For Thanksgiving, as we’d done the past six years, my mother and I went to Boston Market. Before we’d left, I’d spent ten minutes staring at my open closet, trying to decide whether it was worse to look like I’d just rolled out of bed or like I had actually gotten dressed up to go get takeout. Oh, tough call, Sunny said, when I messaged her and Grace about it. I think dressed up. My father usually went to Idaho for Thanksgiving. I’d texted him earlier that day with a picture of my common app, and I’d edited the picture so UC Berkeley was highlighted. He’d written back right away: great news, keep me posted. Then he added, See you for Christmas Eve, if not sooner, and all day I carried that around with me, the or sooner clanging against my heart.

My mother and I selected two servings of turkey and four side dishes. When we got home, I set the bag down on the table and started to open it, but my mother said, “Oh, Beth—let’s at least put everything on plates.”

I closed my eyes so that I wouldn’t glare. “Why?”

“It’ll look nicer. Here, bring the bag back into the kitchen. It’ll feel more like Thanksgiving this way.”

She plopped all the side dishes onto salad plates and arranged them around a mini pumpkin she’d bought the week before. She’d gotten a bottle of sparkling apple cider, and she poured some in wineglasses as we ate.

“I thought,” she said, and cleared her throat, “that it would be nice to say what we’re thankful for.”

I chewed a piece of turkey. It was dry and salty, tough between my teeth.

“I’m thankful for a stable job and a roof over our heads and food,” she said. “And for Asheville to look forward to. And most of all, I’m thankful for such a wonderful, beautiful daughter.” She smiled at me. “A beautiful daughter almost in college.”

I swallowed the turkey and reached for my cider. My face was burning. I should have watched more carefully when my father was still here, I told myself. I should have watched exactly what she’d done to drive him out, so that I could make sure I never made the same mistakes.

“What about you, Beth?” she said softly. “What are you thankful for?”

I looked at her smooth, pale face and tried to picture my father looking at her the same way, noting her short eyelashes and the way her skin without blush was flat and shadowy, the wrinkles forming under her eyes.
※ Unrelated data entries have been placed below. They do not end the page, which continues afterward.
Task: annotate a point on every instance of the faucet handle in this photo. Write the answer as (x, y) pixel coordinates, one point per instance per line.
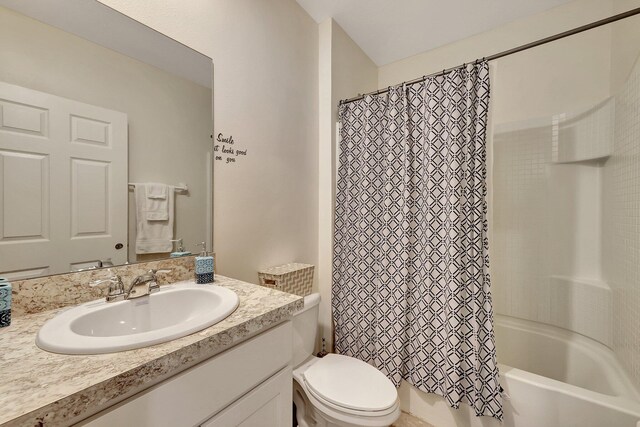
(153, 287)
(116, 287)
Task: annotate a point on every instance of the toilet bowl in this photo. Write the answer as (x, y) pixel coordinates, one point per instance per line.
(336, 390)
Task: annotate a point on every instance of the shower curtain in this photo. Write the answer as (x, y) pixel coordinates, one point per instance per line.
(410, 292)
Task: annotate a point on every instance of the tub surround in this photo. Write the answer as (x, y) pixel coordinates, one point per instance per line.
(37, 387)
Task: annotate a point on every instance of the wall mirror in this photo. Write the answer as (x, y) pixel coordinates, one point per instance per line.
(93, 103)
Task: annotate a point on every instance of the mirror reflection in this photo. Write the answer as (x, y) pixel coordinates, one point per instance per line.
(105, 145)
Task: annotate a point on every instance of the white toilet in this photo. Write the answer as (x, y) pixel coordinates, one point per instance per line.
(336, 390)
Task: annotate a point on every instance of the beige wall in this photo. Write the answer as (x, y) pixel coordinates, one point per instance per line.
(265, 58)
(169, 117)
(344, 70)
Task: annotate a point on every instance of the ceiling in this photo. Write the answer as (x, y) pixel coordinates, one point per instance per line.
(389, 30)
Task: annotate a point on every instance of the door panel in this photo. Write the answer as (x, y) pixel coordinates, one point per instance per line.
(63, 173)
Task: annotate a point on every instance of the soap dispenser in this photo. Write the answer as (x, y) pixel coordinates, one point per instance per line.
(204, 266)
(180, 251)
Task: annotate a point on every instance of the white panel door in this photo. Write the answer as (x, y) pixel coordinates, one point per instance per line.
(63, 177)
(269, 404)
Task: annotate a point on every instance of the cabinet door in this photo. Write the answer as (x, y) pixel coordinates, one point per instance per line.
(269, 404)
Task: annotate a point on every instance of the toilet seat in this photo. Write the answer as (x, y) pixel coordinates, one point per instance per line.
(351, 386)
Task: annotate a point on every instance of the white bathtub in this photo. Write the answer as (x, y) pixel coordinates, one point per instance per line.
(552, 378)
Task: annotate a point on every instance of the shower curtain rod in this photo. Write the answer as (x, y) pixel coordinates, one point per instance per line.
(508, 52)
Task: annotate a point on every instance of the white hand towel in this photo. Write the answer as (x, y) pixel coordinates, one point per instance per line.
(157, 203)
(153, 236)
(156, 191)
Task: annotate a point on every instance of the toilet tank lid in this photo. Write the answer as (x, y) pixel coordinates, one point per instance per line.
(350, 383)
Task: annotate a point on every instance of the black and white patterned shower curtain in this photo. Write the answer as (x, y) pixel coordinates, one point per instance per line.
(410, 266)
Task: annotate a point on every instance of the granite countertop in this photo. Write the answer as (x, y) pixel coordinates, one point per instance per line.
(42, 388)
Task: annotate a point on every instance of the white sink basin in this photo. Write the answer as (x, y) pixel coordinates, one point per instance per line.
(173, 312)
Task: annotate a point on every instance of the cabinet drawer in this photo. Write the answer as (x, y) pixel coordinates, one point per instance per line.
(269, 404)
(203, 390)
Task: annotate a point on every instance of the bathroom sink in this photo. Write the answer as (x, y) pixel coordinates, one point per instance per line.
(172, 312)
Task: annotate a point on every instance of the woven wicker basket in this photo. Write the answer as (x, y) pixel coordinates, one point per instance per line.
(294, 278)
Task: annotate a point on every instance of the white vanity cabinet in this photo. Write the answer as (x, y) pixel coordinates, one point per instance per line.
(247, 385)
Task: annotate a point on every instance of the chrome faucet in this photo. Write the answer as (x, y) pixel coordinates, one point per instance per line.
(116, 287)
(144, 284)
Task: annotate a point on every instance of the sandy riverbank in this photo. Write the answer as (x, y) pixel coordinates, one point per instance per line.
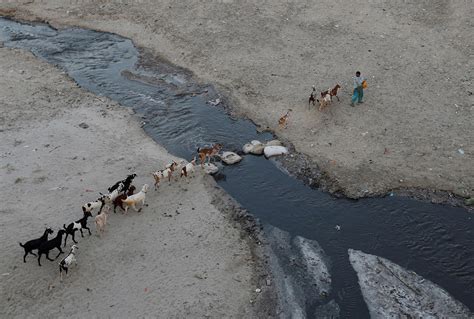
(184, 255)
(418, 108)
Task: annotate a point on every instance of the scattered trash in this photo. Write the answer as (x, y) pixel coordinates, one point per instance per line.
(270, 151)
(230, 158)
(274, 143)
(214, 102)
(200, 276)
(210, 168)
(254, 147)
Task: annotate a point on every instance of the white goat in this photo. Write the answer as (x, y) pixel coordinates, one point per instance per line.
(189, 168)
(133, 200)
(67, 261)
(89, 207)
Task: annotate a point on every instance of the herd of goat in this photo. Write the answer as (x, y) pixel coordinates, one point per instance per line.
(121, 194)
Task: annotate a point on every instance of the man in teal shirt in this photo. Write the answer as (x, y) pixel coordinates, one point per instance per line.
(358, 89)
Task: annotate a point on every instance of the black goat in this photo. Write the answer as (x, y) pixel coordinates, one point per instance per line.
(50, 245)
(77, 225)
(31, 245)
(126, 183)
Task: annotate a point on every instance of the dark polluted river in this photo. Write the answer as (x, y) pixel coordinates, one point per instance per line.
(435, 241)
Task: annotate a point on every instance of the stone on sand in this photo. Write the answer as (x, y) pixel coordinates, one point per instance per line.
(230, 158)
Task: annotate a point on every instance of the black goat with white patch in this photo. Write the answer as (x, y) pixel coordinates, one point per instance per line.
(77, 225)
(34, 244)
(50, 245)
(126, 183)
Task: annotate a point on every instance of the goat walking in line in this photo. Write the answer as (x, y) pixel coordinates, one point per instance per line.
(34, 244)
(50, 245)
(77, 225)
(283, 121)
(138, 198)
(67, 261)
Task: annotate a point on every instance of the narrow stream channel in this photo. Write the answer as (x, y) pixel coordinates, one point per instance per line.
(435, 241)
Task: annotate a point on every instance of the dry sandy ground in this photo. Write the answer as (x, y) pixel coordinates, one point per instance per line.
(416, 54)
(181, 257)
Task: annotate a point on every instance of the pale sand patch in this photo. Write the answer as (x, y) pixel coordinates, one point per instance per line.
(182, 256)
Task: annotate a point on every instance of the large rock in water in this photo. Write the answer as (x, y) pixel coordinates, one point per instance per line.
(255, 147)
(270, 151)
(391, 291)
(210, 168)
(230, 158)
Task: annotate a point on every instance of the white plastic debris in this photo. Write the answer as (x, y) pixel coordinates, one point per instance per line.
(274, 143)
(254, 147)
(270, 151)
(230, 158)
(210, 168)
(215, 102)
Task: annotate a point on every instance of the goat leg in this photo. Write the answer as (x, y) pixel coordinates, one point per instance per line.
(47, 257)
(60, 252)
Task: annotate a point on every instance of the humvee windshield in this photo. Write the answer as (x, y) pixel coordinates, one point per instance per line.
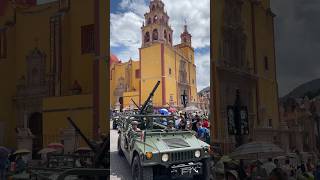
(153, 122)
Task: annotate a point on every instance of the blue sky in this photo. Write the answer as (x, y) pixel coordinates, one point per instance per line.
(126, 20)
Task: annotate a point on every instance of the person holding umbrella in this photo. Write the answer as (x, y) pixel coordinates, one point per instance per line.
(3, 167)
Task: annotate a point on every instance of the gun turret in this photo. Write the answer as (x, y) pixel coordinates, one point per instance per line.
(82, 135)
(100, 150)
(143, 108)
(135, 103)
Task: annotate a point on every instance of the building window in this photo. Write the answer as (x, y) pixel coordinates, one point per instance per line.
(155, 19)
(266, 63)
(270, 122)
(147, 37)
(138, 73)
(3, 44)
(87, 39)
(155, 34)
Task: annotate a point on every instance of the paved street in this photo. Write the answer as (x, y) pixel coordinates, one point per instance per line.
(120, 169)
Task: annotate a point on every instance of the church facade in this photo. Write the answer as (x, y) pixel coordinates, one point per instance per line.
(52, 68)
(244, 61)
(159, 60)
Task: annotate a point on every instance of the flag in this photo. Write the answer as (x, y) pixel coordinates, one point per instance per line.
(26, 2)
(3, 4)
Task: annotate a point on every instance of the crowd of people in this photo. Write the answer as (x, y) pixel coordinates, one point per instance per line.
(198, 123)
(270, 170)
(11, 164)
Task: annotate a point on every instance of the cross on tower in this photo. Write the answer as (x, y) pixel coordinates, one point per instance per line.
(184, 98)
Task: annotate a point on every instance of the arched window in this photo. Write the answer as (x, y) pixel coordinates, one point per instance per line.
(155, 19)
(147, 37)
(155, 34)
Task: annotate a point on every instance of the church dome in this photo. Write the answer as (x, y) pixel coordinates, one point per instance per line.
(114, 59)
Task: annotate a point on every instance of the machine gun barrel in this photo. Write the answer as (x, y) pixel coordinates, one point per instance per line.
(135, 103)
(148, 99)
(82, 135)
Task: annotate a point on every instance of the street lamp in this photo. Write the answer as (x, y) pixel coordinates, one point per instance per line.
(184, 97)
(238, 120)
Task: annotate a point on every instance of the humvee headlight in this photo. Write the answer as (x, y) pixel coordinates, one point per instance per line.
(149, 155)
(165, 157)
(197, 153)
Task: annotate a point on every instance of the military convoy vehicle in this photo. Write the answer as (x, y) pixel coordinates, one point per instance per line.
(62, 167)
(115, 122)
(153, 149)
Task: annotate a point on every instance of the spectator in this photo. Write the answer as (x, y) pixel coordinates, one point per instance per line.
(231, 175)
(241, 171)
(21, 165)
(269, 166)
(310, 166)
(278, 174)
(276, 162)
(287, 169)
(317, 172)
(3, 167)
(259, 172)
(182, 123)
(206, 123)
(200, 132)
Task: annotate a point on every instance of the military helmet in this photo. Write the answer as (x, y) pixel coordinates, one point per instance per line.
(134, 123)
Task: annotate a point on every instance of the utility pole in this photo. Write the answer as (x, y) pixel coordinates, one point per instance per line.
(184, 99)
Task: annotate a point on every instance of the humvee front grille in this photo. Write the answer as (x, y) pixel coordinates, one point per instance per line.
(181, 156)
(176, 143)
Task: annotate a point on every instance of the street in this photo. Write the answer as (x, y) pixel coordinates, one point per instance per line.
(120, 169)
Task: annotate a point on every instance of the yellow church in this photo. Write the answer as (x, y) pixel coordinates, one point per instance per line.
(159, 60)
(52, 66)
(244, 63)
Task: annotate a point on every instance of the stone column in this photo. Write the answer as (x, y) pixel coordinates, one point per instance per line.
(70, 140)
(25, 140)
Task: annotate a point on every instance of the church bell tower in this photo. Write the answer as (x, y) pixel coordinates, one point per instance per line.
(156, 29)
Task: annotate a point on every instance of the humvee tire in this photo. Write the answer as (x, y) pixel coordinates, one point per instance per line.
(206, 171)
(139, 172)
(114, 125)
(120, 152)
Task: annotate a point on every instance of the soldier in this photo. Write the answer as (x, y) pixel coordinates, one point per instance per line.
(135, 126)
(170, 125)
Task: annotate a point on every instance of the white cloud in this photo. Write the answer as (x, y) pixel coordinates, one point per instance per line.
(125, 34)
(202, 61)
(126, 29)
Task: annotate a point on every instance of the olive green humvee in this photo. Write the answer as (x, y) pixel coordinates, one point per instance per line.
(154, 150)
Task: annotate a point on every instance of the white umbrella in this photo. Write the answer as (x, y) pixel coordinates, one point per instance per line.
(256, 150)
(191, 109)
(83, 149)
(46, 150)
(22, 152)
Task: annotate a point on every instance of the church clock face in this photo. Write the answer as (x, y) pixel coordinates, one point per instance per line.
(231, 122)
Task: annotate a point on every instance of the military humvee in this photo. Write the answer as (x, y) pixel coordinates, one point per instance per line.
(155, 150)
(115, 122)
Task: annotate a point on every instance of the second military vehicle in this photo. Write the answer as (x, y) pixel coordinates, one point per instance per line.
(153, 147)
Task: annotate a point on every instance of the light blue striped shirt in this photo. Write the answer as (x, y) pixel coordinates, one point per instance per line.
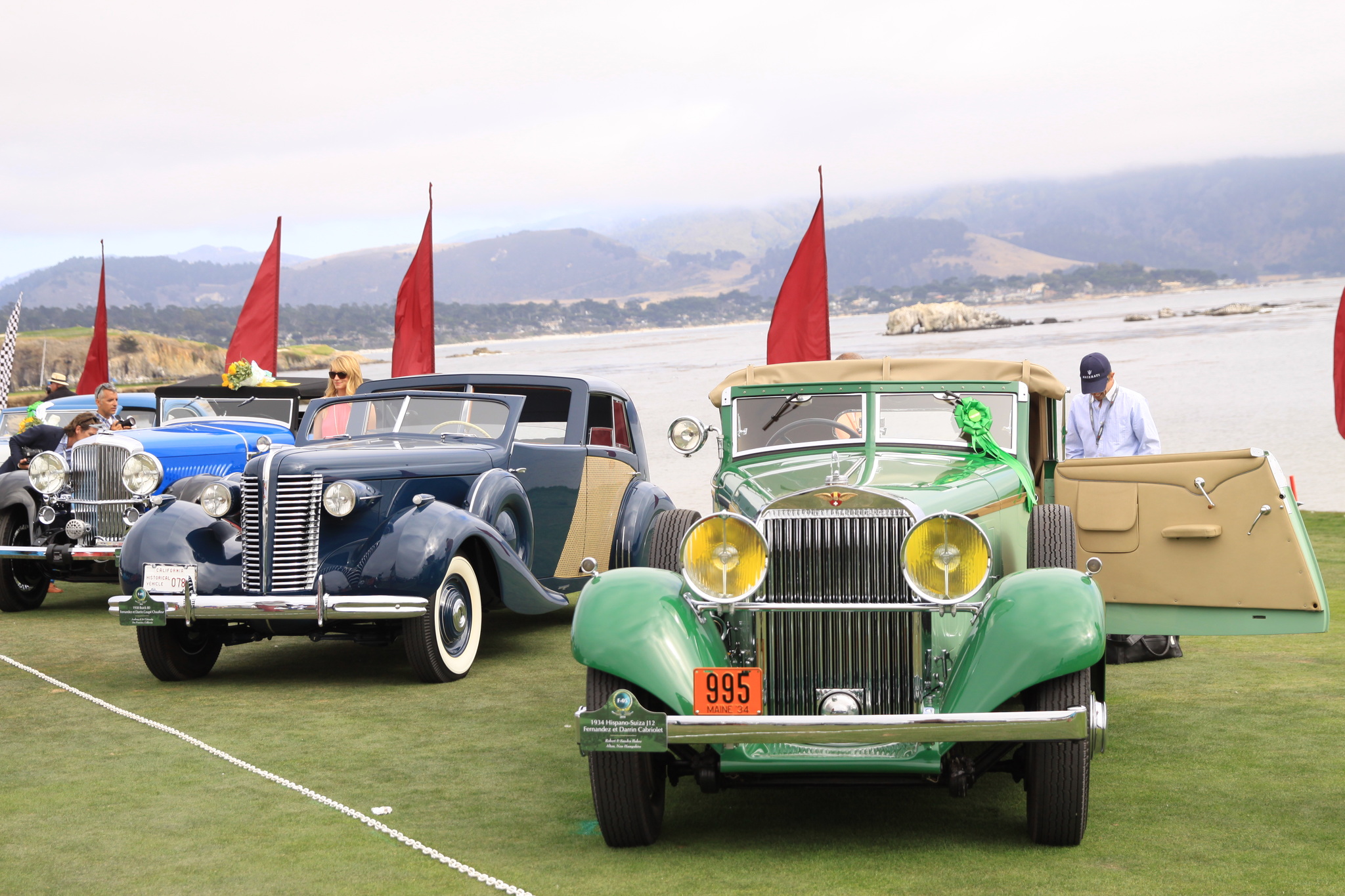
(1119, 426)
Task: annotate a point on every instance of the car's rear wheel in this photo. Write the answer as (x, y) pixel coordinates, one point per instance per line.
(441, 645)
(1051, 538)
(627, 786)
(23, 584)
(666, 538)
(1056, 773)
(177, 653)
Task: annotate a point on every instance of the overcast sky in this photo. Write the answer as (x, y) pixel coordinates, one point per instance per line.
(160, 127)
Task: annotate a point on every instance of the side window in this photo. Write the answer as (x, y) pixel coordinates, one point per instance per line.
(607, 423)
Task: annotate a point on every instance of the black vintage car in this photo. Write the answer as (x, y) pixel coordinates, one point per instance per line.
(404, 511)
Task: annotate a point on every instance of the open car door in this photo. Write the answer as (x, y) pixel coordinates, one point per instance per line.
(1195, 543)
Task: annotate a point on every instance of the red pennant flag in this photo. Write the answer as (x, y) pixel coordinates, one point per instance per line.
(96, 364)
(799, 327)
(1340, 367)
(413, 332)
(257, 331)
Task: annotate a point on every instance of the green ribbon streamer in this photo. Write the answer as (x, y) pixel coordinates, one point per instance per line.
(974, 419)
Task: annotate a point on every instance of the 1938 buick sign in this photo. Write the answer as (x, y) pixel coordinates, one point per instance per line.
(898, 551)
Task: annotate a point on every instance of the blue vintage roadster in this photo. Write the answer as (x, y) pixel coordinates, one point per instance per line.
(68, 515)
(408, 509)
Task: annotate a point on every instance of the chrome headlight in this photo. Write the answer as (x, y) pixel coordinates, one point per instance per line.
(217, 499)
(946, 558)
(142, 473)
(340, 499)
(688, 436)
(724, 558)
(49, 472)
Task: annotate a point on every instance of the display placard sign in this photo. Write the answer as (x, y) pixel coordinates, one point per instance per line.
(142, 610)
(622, 725)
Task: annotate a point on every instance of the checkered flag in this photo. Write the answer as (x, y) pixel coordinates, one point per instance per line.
(11, 337)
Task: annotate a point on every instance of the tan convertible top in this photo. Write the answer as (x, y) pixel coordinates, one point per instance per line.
(896, 370)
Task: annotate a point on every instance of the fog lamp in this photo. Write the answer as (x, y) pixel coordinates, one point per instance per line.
(724, 558)
(946, 558)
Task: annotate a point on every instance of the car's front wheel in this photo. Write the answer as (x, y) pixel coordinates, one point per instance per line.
(23, 584)
(1056, 773)
(627, 786)
(175, 652)
(441, 645)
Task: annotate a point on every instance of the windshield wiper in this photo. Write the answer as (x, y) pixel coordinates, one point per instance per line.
(785, 408)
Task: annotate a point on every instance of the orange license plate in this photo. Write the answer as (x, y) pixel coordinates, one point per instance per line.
(728, 692)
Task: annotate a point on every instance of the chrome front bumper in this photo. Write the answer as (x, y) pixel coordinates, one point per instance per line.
(286, 606)
(1067, 725)
(68, 551)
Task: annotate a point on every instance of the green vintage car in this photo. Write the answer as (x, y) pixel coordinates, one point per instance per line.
(906, 584)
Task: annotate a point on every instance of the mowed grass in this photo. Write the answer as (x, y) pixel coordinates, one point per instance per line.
(1224, 775)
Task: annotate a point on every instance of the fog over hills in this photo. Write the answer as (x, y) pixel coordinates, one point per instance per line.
(1239, 218)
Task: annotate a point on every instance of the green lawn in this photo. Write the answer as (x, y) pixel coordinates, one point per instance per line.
(1224, 775)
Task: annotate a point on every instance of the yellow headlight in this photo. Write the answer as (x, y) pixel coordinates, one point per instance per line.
(724, 558)
(946, 558)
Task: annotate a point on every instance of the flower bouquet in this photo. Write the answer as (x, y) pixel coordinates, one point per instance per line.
(244, 372)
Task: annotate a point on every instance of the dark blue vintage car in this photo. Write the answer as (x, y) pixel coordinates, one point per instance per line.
(68, 515)
(408, 509)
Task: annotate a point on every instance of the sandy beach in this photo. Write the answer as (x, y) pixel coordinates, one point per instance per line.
(1247, 381)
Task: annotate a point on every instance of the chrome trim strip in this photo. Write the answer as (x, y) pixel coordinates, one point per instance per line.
(1069, 725)
(288, 606)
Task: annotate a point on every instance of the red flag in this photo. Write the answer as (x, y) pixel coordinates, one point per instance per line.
(257, 331)
(96, 364)
(1340, 367)
(799, 327)
(413, 332)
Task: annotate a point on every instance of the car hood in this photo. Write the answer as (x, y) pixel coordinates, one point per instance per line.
(926, 481)
(385, 459)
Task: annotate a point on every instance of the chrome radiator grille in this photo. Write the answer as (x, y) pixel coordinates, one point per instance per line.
(290, 532)
(99, 499)
(847, 558)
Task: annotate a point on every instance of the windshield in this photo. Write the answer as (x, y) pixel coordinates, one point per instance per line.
(454, 417)
(917, 418)
(194, 409)
(782, 421)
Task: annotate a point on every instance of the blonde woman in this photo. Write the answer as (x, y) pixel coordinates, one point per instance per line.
(343, 378)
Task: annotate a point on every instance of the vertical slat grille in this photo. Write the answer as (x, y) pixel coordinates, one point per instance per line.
(96, 476)
(291, 534)
(837, 557)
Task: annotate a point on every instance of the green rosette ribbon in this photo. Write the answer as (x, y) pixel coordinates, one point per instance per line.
(974, 419)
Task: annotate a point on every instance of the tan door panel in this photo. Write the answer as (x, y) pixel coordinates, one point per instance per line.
(602, 489)
(1188, 554)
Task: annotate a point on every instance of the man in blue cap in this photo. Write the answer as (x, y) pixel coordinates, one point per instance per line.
(1113, 421)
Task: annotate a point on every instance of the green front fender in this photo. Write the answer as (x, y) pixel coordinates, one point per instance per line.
(634, 624)
(1036, 625)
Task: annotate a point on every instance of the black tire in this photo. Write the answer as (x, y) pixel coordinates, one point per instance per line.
(1051, 538)
(627, 786)
(666, 538)
(23, 584)
(177, 653)
(1056, 773)
(441, 645)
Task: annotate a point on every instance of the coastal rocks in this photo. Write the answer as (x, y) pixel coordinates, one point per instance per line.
(942, 317)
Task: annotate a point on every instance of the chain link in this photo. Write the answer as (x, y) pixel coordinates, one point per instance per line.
(346, 811)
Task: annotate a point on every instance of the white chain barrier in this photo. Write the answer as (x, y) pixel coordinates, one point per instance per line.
(346, 811)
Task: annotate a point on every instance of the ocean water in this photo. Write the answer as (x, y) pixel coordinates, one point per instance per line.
(1212, 383)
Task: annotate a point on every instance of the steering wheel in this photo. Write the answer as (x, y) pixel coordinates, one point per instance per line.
(834, 425)
(439, 426)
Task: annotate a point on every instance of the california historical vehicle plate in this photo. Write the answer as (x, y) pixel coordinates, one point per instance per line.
(728, 692)
(142, 610)
(623, 726)
(167, 578)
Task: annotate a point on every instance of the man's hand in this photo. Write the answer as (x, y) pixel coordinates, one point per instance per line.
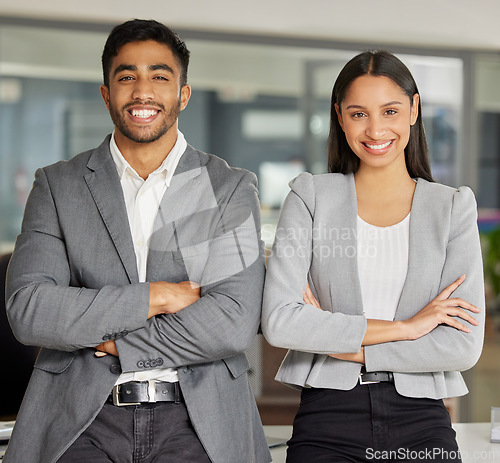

I felt something ugly bubbling up. “My friends.”

“Ah,” she said. “Of course. You’re a very good friend to them too.” She studied a few stray kernels of corn on her plate and pushed at them with her fork, then looked up at me.

“Your friends…,” she said, and her voice trailed off as though inserting a comma, beginning a list.

I stood, pushing my chair back so it probably scratched the hardwood floor. “I’m finished,” I announced, though half my plate was still uneaten. “Thank you for dinner.”

She let me go. Later, I heard her washing the dishes downstairs. Much later, when she was in her room for the night, I was hungry and came downstairs to the kitchen, and when I opened the refrigerator I saw she’d neatly piled all my leftovers in a covered bowl and had affixed a little Post-it note on top that said Beth. I stuck everything in the microwave and burned my tongue on my first bite.